Heartbleed Vulnerability
April 15, 2014
The following note has been adapted from a Texas Department of Information Resources notice to state agencies:
As you may have heard, there could be a serious weakness in the mechanism that protects your username, passwords, and other confidential information on various Internet sites. This advisory provides IT personnel with steps to ensure agency websites are safe. It also provides all agency staff with guidance for protecting credentials on work-related or personal websites that have the Heartbleed vulnerability.
IT personnel should take the following steps immediately:
- Patch all vulnerable OpenSSL systems – The information Security Office has identified a number of servers and has contacted most server owners directly. Server owners include OIT and those in departments. Servers for whom OIT is unable to identify owners or that are not patched will be disconnected.
- Revoke and reissue certificates that use OpenSSL/TLS – Contact the information security office if you need assistance with this for a University owned server.
- Once items 1 and 2 are completed, force user password changes for all impacted accounts. UT Arlington Office of Information Technology will send a communication when NetID password changes should occur.

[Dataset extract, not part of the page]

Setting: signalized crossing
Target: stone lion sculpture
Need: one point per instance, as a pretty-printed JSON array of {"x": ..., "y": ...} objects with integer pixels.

Additionally, all staff should take the following steps to protect their personal information:
- Check to see if any non-UT Arlington websites you use (and on which you have accounts) are vulnerable:
- Heartbleed Hit List – a listing of some popular websites and their vulnerability status [http://mashable.com/2014/04/09/heartbleed-bug-websites-affected/]
- Heartbleed Test – a tool for checking status of individual websites [http://filippo.io/Heartbleed/]
- Qualys Heartbleed Test – a more in-depth analysis of encryption on websites [https://www.ssllabs.com/ssltest/]
- CNET has posted a list of the Heartbleed status of the web’s top 100 sites [http://www.cnet.com/how-to/which-sites-have-patched-the-heartbleed-bug/]
- The password manager, LastPass, also offers a simple Heartbleed checker that not only tells you if a site uses OpenSSL, but when the SSL certificate was regenerated, providing additional insight into what companies are doing to protect users [https://lastpass.com/heartbleed/]
- Immediately change passwords for non-UT Arlington sites that are not vulnerable (whether repaired or never affected), giving first priority to critical accounts and email.
- Create fresh, unique passwords for each account. Hackers will use credentials from one account to break into your other accounts.
- Be alert for phishing scams attempting to lure you to credential-stealing sites. Do not click on links in emails that ask you to reset your passwords. To change your password, type the URL of the organization in a browser.
- Note: Do not change your password before a site has addressed its Heartbleed vulnerability.
Now is a great time for everyone to do some password maintenance. Make sure your usernames and passwords are strong, choose unique passwords for different accounts, and change critical passwords frequently. And always be on the alert for malicious activity on the Internet.